El Real Madrid ha superado la que había de ser la semana del holocausto merengue clasificándose para la final de Copa, para cuartos de Champions y derrotando dos veces al F.C. Barcelona.
A pesar de mantenerse tercero en la Liga a 13 puntos del líder y de no haber conseguido aún ningún título (más allá de la Supercopa de España, hace ya unos meses, superando también al Barça), el alivio sentido por la parroquia blanca es más que razonable.
En este escenario, con la Liga perdida pero con mucho que ganar, el sentido común debería conducir al entorno madridista a medir esfuerzos, dosificar emociones y administrar arrebatos.
Pero en un fútbol de trinchera, percutido y perturbado por un pseudoperiodismo de bufanda y pandereta, el sentido común, la cordura más elemental, brillan por su ausencia; y donde el destino tiende puentes de oro a la sensatez, la obcecación, la obstinación en el error, impone el ridículo más colosal a aquellos que tienen en su mano la posibilidad de enmendar gravísimos errores del pasado.
Después de años de villarato, platinato, calendariato y cualquier ato que pudiese ensuciar los logros del rival, los talibanes del nacionalmadridismo mediático miran para otro lado y, lejos de reconocer errores, insisten en la mentira.
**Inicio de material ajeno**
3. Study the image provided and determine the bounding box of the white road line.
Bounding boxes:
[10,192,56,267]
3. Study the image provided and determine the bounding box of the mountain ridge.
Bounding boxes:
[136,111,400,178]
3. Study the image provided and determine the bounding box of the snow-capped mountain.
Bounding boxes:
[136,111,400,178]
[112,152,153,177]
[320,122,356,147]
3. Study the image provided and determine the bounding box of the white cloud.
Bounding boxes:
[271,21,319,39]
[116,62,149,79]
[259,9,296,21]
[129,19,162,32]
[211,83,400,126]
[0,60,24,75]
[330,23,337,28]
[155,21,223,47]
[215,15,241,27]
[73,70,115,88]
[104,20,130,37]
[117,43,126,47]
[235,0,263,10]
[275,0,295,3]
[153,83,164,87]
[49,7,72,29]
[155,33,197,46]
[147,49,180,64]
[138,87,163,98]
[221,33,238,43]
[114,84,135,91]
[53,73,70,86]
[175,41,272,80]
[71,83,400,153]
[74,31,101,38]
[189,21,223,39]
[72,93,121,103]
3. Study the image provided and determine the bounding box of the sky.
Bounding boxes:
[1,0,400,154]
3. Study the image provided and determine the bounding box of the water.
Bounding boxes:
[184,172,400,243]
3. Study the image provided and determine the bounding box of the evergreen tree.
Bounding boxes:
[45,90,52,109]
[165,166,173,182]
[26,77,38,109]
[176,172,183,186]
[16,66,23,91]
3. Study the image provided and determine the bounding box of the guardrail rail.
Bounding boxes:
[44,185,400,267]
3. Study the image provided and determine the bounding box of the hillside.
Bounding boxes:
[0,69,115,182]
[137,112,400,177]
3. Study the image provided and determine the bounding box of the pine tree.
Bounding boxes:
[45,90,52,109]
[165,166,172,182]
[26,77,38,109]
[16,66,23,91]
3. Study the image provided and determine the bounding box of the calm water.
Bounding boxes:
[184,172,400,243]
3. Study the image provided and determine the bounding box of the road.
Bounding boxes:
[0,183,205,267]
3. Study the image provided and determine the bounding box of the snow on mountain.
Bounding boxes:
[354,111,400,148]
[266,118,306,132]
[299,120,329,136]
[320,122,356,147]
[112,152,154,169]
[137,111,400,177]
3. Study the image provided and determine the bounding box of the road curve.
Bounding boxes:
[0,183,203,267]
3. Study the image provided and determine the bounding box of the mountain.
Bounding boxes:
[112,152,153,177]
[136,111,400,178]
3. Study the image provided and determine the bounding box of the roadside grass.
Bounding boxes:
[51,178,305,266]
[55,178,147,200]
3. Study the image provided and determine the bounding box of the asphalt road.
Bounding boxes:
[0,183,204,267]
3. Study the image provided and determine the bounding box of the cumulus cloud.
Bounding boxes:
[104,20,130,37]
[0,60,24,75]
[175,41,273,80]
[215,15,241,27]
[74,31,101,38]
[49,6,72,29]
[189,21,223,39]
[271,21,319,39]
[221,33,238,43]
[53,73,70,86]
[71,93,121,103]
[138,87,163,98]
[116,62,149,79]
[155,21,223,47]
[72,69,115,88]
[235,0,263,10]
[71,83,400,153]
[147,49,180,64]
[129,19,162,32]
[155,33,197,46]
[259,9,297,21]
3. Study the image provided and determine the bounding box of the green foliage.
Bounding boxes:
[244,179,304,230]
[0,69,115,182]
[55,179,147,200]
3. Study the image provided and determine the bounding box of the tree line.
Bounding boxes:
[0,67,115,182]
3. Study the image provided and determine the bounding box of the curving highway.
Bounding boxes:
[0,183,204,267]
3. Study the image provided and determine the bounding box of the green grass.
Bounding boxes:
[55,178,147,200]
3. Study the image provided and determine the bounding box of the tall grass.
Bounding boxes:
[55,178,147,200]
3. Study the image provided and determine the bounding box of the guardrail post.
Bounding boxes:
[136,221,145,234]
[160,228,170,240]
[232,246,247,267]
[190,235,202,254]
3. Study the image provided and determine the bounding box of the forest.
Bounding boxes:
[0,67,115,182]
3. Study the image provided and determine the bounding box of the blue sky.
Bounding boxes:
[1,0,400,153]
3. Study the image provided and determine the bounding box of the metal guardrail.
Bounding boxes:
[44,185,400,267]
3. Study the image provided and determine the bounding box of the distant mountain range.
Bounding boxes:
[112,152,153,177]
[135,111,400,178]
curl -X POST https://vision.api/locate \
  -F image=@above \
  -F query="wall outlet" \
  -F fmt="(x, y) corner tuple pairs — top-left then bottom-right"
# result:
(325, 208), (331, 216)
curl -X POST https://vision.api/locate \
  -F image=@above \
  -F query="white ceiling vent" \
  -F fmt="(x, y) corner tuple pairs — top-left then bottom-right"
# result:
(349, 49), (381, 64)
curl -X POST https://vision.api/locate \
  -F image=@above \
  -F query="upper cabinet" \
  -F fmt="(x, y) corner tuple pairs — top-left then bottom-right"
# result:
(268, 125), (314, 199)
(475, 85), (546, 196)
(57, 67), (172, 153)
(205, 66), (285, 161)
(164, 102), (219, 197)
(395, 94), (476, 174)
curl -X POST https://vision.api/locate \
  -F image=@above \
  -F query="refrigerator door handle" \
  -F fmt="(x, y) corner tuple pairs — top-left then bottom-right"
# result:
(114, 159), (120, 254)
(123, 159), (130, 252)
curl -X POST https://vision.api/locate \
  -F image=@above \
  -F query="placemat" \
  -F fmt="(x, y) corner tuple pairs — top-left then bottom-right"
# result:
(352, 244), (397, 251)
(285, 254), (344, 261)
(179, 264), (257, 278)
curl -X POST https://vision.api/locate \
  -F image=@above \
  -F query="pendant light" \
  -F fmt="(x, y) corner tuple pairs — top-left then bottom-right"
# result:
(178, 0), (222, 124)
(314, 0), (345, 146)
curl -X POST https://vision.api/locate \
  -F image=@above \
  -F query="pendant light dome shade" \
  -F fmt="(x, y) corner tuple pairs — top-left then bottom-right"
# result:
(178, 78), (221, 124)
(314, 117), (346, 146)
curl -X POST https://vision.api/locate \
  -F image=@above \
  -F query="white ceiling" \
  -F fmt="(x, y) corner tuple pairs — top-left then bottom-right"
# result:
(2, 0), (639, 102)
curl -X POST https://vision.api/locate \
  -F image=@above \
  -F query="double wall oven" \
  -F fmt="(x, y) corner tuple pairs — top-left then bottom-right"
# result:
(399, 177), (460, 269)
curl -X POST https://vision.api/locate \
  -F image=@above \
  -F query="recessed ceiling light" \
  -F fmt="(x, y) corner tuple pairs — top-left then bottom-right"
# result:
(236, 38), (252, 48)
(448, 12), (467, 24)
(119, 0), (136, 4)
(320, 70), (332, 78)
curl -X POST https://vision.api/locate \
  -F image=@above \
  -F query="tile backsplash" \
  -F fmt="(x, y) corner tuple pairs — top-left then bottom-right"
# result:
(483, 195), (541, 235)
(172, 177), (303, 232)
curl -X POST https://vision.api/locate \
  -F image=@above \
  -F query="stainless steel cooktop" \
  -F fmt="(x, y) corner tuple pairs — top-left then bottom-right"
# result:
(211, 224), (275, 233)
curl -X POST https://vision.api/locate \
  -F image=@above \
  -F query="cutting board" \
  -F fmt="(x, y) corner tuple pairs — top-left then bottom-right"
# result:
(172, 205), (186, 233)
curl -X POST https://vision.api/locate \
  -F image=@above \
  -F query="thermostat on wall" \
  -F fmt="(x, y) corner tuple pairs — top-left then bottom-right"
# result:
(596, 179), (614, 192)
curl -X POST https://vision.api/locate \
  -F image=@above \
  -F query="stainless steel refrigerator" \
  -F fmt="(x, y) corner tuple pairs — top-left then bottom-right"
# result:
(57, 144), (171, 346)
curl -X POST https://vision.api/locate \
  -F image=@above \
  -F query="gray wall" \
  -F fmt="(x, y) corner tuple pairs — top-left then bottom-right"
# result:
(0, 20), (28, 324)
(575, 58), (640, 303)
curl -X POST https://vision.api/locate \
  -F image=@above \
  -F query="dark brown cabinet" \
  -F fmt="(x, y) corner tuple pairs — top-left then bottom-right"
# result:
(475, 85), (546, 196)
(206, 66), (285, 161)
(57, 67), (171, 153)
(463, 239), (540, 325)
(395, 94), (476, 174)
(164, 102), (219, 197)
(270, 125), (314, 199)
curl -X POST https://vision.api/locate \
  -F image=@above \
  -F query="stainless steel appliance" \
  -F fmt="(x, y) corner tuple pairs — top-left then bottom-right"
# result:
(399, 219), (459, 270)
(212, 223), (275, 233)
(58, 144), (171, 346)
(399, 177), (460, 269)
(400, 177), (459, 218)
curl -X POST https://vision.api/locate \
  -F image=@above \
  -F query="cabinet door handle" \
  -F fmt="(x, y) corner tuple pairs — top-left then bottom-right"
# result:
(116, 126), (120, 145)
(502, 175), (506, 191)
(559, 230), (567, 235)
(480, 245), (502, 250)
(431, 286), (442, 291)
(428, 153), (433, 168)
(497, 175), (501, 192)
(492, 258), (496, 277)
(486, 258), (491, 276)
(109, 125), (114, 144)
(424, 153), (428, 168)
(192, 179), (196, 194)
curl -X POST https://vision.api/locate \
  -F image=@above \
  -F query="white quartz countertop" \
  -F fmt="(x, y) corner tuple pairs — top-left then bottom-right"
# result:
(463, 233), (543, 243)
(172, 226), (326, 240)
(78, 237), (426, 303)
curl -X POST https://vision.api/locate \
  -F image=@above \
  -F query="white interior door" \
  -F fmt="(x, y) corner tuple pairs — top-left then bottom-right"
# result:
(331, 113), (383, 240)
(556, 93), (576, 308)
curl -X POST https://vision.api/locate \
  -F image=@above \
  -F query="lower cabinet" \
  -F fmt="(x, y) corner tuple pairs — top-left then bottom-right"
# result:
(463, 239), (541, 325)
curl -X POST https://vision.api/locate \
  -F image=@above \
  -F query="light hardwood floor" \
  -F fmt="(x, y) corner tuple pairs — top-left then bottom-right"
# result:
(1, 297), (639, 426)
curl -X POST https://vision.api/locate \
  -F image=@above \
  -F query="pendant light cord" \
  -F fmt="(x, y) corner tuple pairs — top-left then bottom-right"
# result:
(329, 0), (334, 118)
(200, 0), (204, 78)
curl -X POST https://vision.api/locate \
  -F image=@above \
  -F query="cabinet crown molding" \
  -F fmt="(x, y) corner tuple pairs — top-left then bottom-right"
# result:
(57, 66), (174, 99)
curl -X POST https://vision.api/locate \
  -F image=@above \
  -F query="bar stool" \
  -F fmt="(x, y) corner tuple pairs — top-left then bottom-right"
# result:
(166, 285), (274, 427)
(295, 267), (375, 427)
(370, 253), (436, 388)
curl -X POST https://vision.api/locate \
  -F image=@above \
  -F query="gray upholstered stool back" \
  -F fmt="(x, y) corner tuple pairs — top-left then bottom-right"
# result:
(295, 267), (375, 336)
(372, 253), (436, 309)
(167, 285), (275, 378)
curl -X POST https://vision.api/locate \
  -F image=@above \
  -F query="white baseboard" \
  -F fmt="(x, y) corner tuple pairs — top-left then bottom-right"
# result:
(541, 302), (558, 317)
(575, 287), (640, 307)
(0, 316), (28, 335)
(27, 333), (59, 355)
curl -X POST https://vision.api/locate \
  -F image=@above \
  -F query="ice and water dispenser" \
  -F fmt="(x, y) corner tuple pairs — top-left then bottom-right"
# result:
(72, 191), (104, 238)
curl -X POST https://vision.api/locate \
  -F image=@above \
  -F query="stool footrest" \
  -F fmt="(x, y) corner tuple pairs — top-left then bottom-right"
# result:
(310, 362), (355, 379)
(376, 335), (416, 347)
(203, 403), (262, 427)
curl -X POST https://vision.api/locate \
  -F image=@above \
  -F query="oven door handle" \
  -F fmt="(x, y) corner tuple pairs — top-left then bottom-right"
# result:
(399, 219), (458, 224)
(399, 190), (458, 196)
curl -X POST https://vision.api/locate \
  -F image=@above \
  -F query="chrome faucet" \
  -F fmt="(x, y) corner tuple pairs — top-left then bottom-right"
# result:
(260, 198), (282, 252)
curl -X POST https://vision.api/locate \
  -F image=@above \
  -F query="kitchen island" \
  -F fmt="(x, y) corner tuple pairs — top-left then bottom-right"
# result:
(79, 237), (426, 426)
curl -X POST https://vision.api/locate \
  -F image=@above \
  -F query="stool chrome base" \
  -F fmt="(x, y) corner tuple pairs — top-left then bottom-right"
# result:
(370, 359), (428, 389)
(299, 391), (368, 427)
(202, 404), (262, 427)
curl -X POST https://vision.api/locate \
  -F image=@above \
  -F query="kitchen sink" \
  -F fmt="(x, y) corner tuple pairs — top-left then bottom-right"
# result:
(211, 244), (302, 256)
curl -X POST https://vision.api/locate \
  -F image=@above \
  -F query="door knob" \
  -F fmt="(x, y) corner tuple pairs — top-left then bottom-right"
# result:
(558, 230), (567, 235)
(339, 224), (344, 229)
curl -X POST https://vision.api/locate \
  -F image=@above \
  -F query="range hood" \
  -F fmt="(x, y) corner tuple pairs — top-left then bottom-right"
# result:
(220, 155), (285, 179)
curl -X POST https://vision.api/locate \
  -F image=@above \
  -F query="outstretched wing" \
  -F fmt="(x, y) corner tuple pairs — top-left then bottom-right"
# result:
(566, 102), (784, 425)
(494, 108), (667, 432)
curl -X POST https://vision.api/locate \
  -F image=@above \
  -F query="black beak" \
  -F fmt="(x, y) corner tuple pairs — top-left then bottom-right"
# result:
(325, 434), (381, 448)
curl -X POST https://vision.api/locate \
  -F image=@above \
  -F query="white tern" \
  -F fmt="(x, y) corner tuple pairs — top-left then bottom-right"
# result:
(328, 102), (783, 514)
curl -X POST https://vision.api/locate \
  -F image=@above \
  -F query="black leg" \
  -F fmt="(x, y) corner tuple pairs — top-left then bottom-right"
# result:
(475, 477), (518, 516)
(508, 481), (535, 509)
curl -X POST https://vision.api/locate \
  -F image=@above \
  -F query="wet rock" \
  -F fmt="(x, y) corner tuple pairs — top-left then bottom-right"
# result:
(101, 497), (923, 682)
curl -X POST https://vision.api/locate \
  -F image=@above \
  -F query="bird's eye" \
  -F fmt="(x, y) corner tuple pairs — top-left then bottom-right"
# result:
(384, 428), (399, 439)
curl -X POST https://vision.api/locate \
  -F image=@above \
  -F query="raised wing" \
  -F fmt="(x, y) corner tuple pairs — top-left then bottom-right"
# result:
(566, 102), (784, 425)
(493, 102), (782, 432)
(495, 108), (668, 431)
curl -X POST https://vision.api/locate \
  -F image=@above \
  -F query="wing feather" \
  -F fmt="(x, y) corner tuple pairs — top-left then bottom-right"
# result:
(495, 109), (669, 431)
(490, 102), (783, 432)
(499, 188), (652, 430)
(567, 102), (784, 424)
Allí donde toda Europa ve errores arbitrales que favorecen al Real Madrid, la yihad mourinhista se mantiene en que el perjudicado sigue siendo el equipo blanco, y de paso, reavivan sin pudor los mitos con los que han podido soportar la hegemonía blaugrana de estas últimas temporadas.
Deberíamos, entre todos, esforzarnos en olvidar los envenenados argumentos con los que Mourinho ha inoculado a una receptiva caverna mediática, para disfrutar, desde nuestros irreconciliables rincones futbolísticos, de un final de temporada que, muy a pesar de algunos, aún puede deparar insospechadas emociones.
En definitiva, la vergüenza ajena debería servir, además de para sentirla con los títulos que ganan los demás, para modular las propias actitudes.